Thursday, November 02, 2006

Decor

During a phone call I received about two weeks ago, someone asked me what I was up to and how I was feeling. I gave the standard answers. I'm feeling better and stronger. I'm able to run again and am slowly building my running endurance back up. I'm still not allowed to eat solid food, so I'm losing weight, but I'm working hard at holding that back. Mashed potato soup is my new friend.

I then asked what was going on with him, and got his standard answers.

He then asked me if anything else was new.

***blank stare and blank thoughts***

I didn't know how to answer his question. I'd like to say I'm such a goal oriented person, but have difficulty in defining what my goals are at times. So much so, that I find myself feeling like I have no goals at all. Of course, others who know me would disagree, and would point out some of my immediate goals.

Is this just me or do a large portion of the population find themselves wandering aimlessly in life, surviving stagnatly and not moving forward? It's not that they don't have goals, but that rather their goals are the results of an achievement (new house, better clothes, more money) rather than the achievement itself (a specific higher paying job).


I love board games. The goals are set up front. Get the following items, dominate the board, own the real estate...whatever, but this is the defined task. But in life, you have to define those goals for yourself. That's more difficult. Some people get so bogged down with the everyday, they can't even see how to change things. Yet an outsider will have the answers in a matter of seconds. And everyone seems to be an expert on other people's lives.
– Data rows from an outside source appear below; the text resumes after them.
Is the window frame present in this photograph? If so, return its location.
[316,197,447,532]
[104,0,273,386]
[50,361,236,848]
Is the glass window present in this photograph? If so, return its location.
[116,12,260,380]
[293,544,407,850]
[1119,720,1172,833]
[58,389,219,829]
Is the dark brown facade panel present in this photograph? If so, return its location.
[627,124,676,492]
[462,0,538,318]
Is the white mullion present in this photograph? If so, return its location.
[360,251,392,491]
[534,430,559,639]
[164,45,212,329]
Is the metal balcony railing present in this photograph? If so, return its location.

This is why people hire decorators. They are completely perplexed on how to even start decorating their homes because they live in their space and are too close. Instead they hire a fresh pair of eyes.

Thus this week I'm decorating my life. I'm focusing on setting some new goals, seeing that some that I set for the last year aren't going to be achieved...yet. (I'm just moving the deadline forward a bit). Once I've got a new goal or two, I can work on strategy.
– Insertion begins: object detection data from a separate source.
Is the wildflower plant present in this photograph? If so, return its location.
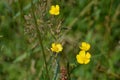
[76,42,91,64]
[51,43,63,53]
[49,5,60,15]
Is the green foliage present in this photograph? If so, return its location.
[0,0,120,80]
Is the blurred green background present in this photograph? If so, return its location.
[0,0,120,80]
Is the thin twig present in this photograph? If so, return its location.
[31,0,50,80]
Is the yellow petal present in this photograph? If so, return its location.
[76,54,84,64]
[86,52,91,58]
[84,59,90,64]
[56,5,60,10]
[79,51,85,57]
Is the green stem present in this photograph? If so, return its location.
[53,54,60,80]
[31,0,50,80]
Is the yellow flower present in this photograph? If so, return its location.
[80,42,90,51]
[51,43,63,53]
[76,51,91,64]
[49,5,60,15]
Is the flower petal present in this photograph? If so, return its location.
[79,51,85,57]
[76,54,84,64]
[86,52,91,58]
[84,59,90,64]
How about you? Tell me one of your goals.

Patrick - 3:43 PM -








Wednesday, November 01, 2006

Japanese School Girl

Drunk School Girl

"I was robbed by two men!"

~Credit to Ms. Ouizer for making that connection.

I'm going to have to make an apology here. I hate using YouTube clips, as the majority of them are prepubescent kids acting stupidly in front of a camera. I can watch that on reality TV. That being said...I've got to post this one after going out with Jase who was dressed as a Japanese School Girl.

A few days ago, my bestest drinking buddy in LA sent me this clip, which is a training video for tourists coming to the US.




My only question...why do I actually think this might be a good idea for some of the tourists here.


On a side note, the cop with the British accent looks hot in the pleather jacket.